This morning, refrigerators were floating down her street in Mantoloking. But tonight, Pamela Steenland will summon the courage to tell 500 local families that it will be okay.
In spite of the physical damage that continues after Hurricane Sandy, damage that will likely force her from her Mantoloking home for about a year for repairs, Steenland saw a message that needed repeating: "If you are with your family, you are home. It doesn’t matter what house you are in. You are actually home."
With thousands displaced from the storm, including so many children, Steenland saw in others and first hand the turmoil of not being in your home, with your things.
It's brought demotivation and depression during the holiday season. And Steenland wanted to change that feeling for local children, in spite of being faced with the same problems, she said.
So Steenland reached out to the Algonquin Theater and last week asked how many tickets were left for a performance of The Magical Christmas Horse, tonight at 7 p.m.
Steenland bought 300 tickets. Now, to get them in the hands of local children whose families might be too destraught from hurricane devastation to put up holiday lights, to bake cookies, to see Santa.
"Sitting in my rental as I probably will for a year, I thought about how devastating this is, and then I thought, 'Can you imagine what this will be like for a child?'" Steenland said.
She, like so many others, had to overcome that feeling that "You can’t seem to get up and get going" after devastation. She knew that children must be feeling that way, too, and thought sending hundreds of families to see a holiday play would be an opportunity for holiday spirit.

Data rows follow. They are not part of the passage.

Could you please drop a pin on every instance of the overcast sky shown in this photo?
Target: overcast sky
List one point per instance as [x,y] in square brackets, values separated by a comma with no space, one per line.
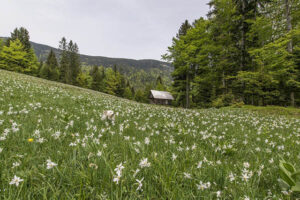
[138,29]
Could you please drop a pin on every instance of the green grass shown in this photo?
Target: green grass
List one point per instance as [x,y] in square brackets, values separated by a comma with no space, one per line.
[212,147]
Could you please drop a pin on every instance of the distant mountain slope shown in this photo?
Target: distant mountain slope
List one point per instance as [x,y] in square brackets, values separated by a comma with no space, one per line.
[43,50]
[139,72]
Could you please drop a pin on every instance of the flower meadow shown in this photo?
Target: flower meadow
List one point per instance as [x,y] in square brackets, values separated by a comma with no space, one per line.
[54,145]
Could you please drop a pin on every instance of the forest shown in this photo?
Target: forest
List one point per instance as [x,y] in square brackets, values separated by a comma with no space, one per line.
[244,52]
[17,54]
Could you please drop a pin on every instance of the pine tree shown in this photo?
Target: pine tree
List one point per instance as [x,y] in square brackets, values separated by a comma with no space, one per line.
[22,35]
[52,64]
[97,79]
[181,74]
[14,57]
[64,62]
[110,82]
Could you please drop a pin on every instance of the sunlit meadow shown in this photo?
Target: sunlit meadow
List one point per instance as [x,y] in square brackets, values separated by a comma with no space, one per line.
[54,145]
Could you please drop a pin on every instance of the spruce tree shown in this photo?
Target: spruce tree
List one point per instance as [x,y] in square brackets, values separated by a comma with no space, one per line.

"I bought 300 tickets. I went to all the elementary schools. They distributed the invite to these children, and it said to contact me for tickets," Steenland said.

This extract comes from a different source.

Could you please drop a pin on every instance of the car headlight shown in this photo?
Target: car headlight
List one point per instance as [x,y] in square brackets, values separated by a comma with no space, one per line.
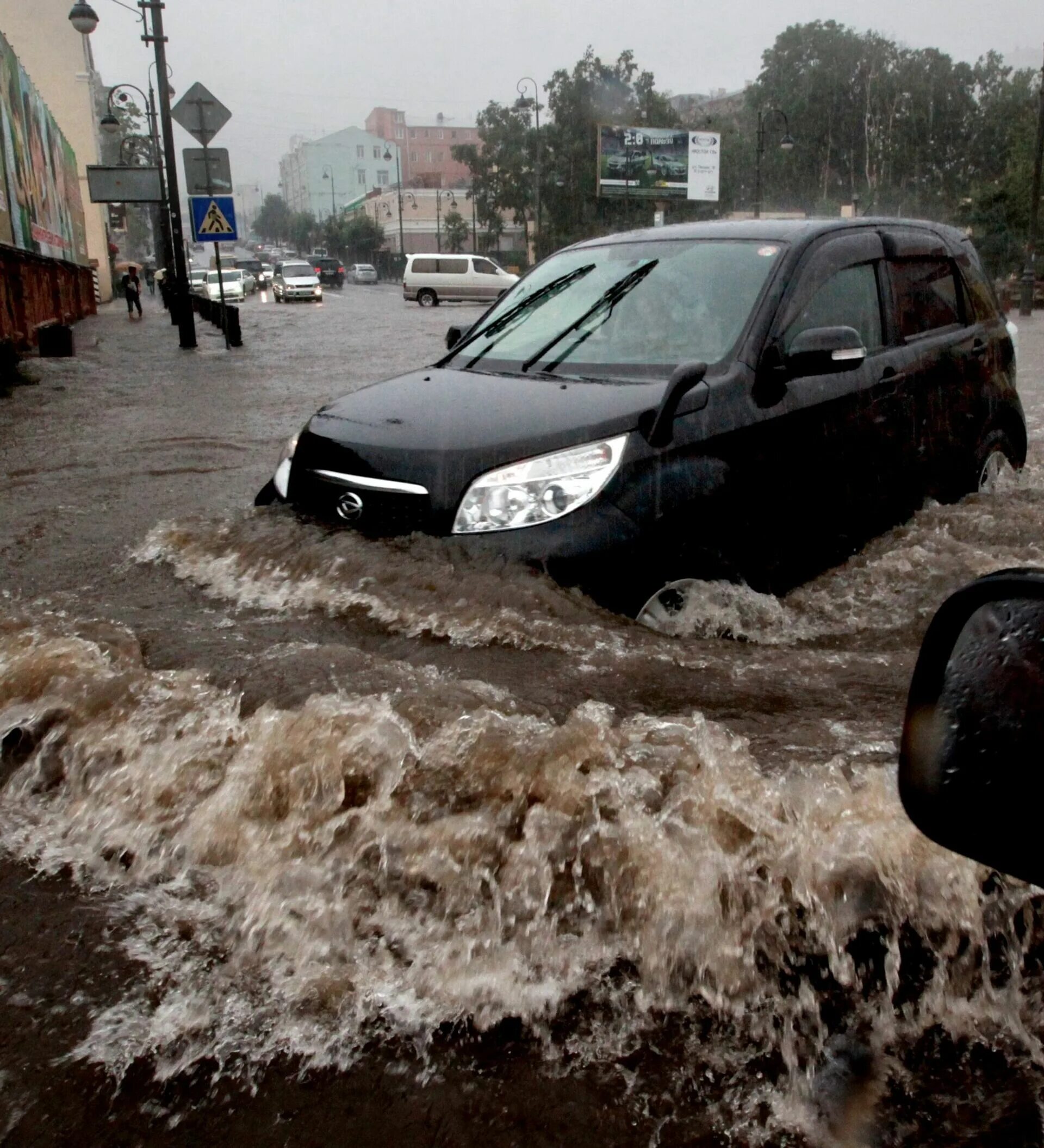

Then, the calls starting coming in.
"Pepole are coming out of woodwork," Steenland sad. "Each and every one is saying they can’t find the same joy they had. They feel demotivated and depressed."
Being gifted tickets to a holiday play has enabled the ticketholder a chance to participate in the holidays in a way they might not have thought, or had the energy to arrange, she said.

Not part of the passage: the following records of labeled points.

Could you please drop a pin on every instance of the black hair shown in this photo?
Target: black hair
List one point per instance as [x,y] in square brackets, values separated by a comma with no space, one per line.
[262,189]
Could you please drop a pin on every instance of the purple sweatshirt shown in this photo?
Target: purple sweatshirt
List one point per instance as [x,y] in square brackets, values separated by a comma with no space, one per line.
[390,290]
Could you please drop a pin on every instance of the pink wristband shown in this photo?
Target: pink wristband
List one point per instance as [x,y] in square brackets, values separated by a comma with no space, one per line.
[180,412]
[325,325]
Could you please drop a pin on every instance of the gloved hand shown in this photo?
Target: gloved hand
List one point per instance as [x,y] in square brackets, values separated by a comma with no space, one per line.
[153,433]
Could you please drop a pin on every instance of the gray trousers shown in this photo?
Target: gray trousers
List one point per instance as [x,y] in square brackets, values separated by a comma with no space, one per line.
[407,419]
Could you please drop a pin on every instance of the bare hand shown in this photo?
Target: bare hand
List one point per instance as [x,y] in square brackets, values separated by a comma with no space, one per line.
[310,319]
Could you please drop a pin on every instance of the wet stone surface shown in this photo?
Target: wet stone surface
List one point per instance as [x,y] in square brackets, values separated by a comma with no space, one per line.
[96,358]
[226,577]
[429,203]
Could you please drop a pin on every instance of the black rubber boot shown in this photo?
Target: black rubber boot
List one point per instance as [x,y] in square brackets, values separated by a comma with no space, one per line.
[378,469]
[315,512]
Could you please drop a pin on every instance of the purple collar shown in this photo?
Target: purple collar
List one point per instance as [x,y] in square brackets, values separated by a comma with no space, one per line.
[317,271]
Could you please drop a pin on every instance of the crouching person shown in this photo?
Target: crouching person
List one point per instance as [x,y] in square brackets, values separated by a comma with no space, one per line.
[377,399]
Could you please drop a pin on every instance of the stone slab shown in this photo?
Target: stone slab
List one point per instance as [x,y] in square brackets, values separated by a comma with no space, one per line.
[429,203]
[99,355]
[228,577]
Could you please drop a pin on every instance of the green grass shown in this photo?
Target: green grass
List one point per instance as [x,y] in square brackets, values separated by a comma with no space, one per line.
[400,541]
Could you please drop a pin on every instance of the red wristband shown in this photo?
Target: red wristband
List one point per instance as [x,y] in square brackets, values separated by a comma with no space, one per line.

"It's freed them up," Steenland said. "I do know what it's like. We have another four feet of water today...Arranging for repairs, assessing damage, now it feels like its starting all over again."
With the continued damage to houses, displacing thousands of familes, "home" may be completely different as families pack into rentals, move in with family or grapple with repairs. Steenland, who founded a pediatric nursing facility to care for critically ill children in their homes, said this can be its own trauma for children.
"This is true especially for children, who identify home as their room, their stuff, their toys," Steenland said.
She took to womens shelters, other shelters, elementary schools and other places in hopes of finding families to invite, so she could share this holiday spirit but also her message about the meaning of home and family.
"The message I want to convey for children, is we all think of home as a structure...When you're with your family it doesn’t matter where you are physically, you are home," she said.
A fellow storm victim, Steenland is hoping the message inspires.
"If somebody from Mantoloking can get this together despite all the struggle in my life, it might inspire someone else to get rid of their depression," she said.